Photo by Djim Loic on Unsplash
Photo by Djim Loic on Unsplash

After writing the piece Curiosity, Taxed, I felt that maybe it was too clean. Sometimes the voice that tells me to keep writing rather than follow this curiosity spark down a rabbit hole is actually right. Sometimes what I need to do is to keep writing. But I still firmly believe that sometimes I need to fall down the rabbit hole. So how do I tell which is which?

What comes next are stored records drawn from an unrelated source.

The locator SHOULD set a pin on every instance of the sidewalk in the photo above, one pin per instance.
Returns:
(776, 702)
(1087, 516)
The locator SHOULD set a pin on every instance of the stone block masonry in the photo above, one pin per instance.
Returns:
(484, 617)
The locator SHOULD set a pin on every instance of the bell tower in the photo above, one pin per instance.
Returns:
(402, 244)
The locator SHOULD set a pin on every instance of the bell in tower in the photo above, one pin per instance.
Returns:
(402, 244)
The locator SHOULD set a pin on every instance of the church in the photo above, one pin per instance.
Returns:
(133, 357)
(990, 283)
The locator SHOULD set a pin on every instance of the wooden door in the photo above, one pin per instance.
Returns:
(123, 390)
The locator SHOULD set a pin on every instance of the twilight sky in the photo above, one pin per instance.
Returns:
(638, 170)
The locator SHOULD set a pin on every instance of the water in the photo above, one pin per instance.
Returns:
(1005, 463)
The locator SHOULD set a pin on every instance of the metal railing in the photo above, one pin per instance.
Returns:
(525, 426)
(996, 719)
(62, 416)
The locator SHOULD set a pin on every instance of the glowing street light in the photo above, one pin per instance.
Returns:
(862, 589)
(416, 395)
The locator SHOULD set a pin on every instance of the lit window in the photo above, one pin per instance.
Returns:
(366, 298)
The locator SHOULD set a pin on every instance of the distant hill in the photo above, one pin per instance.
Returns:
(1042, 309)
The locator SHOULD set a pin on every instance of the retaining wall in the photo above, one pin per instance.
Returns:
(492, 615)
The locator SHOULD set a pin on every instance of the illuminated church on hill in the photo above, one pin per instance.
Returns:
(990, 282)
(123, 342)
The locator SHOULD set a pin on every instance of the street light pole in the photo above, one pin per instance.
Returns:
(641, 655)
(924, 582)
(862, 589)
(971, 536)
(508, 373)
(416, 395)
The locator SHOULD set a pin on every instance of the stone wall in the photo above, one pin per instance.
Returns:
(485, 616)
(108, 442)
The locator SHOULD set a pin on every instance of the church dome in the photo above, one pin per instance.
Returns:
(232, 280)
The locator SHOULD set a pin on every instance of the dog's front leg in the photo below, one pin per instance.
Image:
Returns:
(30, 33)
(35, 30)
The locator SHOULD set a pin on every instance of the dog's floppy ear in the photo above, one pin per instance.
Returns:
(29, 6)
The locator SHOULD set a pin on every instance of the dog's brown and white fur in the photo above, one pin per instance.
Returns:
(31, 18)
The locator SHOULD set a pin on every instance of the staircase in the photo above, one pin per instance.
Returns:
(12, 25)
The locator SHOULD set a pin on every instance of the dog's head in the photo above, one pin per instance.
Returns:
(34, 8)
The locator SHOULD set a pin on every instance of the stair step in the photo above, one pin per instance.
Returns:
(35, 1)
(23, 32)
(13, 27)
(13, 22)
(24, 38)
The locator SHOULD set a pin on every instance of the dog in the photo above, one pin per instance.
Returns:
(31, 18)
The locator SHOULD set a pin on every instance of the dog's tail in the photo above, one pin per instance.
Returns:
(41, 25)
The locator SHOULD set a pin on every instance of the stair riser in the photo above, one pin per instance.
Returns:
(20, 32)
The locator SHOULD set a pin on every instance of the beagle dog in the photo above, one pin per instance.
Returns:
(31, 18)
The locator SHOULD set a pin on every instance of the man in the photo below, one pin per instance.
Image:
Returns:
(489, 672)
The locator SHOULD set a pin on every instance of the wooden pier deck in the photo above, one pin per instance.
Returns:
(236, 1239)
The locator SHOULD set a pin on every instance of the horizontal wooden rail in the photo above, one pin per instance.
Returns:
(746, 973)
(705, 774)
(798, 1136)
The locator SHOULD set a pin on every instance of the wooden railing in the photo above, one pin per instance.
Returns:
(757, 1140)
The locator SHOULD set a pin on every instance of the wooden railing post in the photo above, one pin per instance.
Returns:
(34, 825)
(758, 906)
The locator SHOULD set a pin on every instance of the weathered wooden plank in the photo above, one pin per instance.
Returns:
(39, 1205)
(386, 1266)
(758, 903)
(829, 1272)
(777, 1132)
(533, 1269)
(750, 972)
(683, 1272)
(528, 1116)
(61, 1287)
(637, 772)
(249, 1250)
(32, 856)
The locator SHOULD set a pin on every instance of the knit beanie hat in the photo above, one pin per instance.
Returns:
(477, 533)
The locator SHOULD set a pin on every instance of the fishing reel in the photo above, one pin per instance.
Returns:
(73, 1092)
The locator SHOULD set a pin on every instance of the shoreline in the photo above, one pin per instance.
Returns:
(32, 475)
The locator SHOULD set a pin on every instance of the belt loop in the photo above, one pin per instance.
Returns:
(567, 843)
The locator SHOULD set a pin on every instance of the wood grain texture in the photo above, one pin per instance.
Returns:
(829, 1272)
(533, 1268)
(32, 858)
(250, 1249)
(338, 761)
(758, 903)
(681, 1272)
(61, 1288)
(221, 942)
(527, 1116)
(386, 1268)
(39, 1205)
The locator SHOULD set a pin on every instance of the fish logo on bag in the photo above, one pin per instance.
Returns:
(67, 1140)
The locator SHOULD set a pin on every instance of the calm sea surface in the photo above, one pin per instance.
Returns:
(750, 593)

Unfortunately, I don’t have a good answer for that. When I follow the curiosity thread instead of writing, sometimes it leads to a good insight. But sometimes it leads to me “driving” on Google Maps for an hour instead of writing. When I clamp down on my curiosity, sometimes it leads to finishing a pivotal scene. But sometimes it leads to flat words and listlessness and throwing my hands up and saying, what was I thinking? I’m not a real writer.


But what often works in this last case is deferral rather than suppression. When I hear the voice in the back of my head saying this curiosity that ain’t working, if I’m in the middle of a writing session, I often choose deferral. I would mark the place where I feel like I want to know what the couple in the car sees out the window, and at a later session, I would totally do a Google Maps drive, which would inform my descriptions. Or when I get stuck on a particular scene, I would mark it “shenanigans ensue” or “character has a beautiful epiphany” and move on. It took a while to learn to trust future me to pick up that thread.


And that’s maybe the point. Learning to trust future me, figuring out a system that fits the way my curiosity works, that has been a skill. The deferral works for me because it’s a way to dodge this question I don’t have an answer to: do I follow the curiosity or not? Usually, a few days (or months sometimes) down the road, I’ll look at this markup and say, nah, that’s not actually important. But in the moment, I have no answer, and I rely on this skill I developed—not as a fiction writer in the last decade but through life. It applies to parenting (do I want to check why the sky is blue now or do I want to tell my five-year-old I don’t know?) and to my research work (wait what is this esoteric term they refer to in this academic paper?) and I’d bet you it applies to a bunch of work scenarios I’ve never been in. For me, it gives me time to figure out whether or not I can tell.